In Nicaragua, people in cities and towns set up rocking chairs on the sidewalk in front of their house. Then, in the darkening twilight, they rock and visit with neighbors who stroll by. Of course, this habit is dwindling, and you can see the flicker of a television inside most livings rooms, but until it dies out completely, and the giant flat-screen TV dominates all activity in the home, I’d rather stroll around my neighborhood and chat with folks.

How else are you going to learn the language? You can’t learn a language by only a few hours a week in class. Most of the learning comes in forcing yourself to use it on the hoof. You can’t remember vocabulary unless you can trick yourself into forming emotional connections with the words.
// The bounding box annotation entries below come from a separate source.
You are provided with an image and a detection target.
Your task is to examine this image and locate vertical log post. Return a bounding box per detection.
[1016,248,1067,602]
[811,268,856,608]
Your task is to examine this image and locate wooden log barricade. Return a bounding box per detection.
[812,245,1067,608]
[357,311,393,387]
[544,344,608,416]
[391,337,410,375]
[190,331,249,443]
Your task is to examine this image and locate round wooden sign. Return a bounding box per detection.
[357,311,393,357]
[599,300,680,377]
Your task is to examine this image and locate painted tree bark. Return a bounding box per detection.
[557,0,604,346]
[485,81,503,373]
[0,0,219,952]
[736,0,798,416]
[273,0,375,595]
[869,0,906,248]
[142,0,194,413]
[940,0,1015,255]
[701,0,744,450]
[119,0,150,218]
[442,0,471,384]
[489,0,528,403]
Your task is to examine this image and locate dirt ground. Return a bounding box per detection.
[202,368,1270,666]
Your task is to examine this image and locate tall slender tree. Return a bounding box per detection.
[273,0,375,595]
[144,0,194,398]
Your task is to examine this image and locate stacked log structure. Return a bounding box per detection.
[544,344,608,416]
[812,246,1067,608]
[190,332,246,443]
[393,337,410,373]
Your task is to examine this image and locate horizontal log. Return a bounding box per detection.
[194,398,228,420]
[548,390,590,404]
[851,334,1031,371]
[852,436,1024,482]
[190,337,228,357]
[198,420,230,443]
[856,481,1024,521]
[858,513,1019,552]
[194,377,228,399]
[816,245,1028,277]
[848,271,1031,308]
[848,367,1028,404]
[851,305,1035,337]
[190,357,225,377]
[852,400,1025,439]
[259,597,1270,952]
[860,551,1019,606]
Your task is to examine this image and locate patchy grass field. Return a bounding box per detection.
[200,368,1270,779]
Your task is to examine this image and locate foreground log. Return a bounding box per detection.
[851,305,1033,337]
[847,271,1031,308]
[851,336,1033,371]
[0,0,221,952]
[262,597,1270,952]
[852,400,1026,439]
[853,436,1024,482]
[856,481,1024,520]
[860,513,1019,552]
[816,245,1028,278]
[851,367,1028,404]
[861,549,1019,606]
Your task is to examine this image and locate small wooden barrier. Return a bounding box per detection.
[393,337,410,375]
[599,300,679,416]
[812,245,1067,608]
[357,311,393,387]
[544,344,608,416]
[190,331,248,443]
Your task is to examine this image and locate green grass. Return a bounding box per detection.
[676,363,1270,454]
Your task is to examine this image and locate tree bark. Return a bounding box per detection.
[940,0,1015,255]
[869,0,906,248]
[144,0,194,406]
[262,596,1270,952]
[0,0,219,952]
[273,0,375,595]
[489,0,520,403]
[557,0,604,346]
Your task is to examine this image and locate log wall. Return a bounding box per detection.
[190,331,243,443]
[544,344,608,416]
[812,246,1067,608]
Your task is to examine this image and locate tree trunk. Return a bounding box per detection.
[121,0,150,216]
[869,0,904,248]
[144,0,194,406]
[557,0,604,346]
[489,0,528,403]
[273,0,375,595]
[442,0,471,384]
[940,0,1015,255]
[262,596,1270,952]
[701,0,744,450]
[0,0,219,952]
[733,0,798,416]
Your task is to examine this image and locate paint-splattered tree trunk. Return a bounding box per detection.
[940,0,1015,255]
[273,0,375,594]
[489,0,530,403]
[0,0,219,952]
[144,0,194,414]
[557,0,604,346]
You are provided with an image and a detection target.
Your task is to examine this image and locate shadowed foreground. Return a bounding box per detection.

Those come from talking to real people with whom you are developing real relationships, not from scanning lists of words in a book.

It’s thrilling to come alive again in somewhere that hasn’t lost most of its messy human-ness. To eat where the food hasn’t first been shrink-wrapped, to drive into the countryside where uncertainty awaits. Nothing is guaranteed, nothing is predetermined. It’s life on life’s terms. Could turn out great, could be awful, but at least there’s a sense of adventure lurking somewhere.

I know I’m romanticizing these places because I’m a foreigner, and since I didn’t grow up here I find novelty where others who have lived there whole lives here might find only drudgery. But I think there’s more at work here than the sense of novelty I’m finding. I think there’s a difference between real and illusory, human and inhuman, life and death.

One out of five people I know back in the States is hooked on anti-depressants. Their well-intentioned doctors sadly inform them that they shouldn’t try to wean themselves from these expensive drugs, because then the depression will reoccur. Then, like a lobotomized patient, the doctor recites the tired old lie about a chemical deficiency in the brain that is not likely to go away, necessitating a lifetime on the pills. This is nonsense. Lethal nonsense. It is, at best, a self-fulfilling prophesy.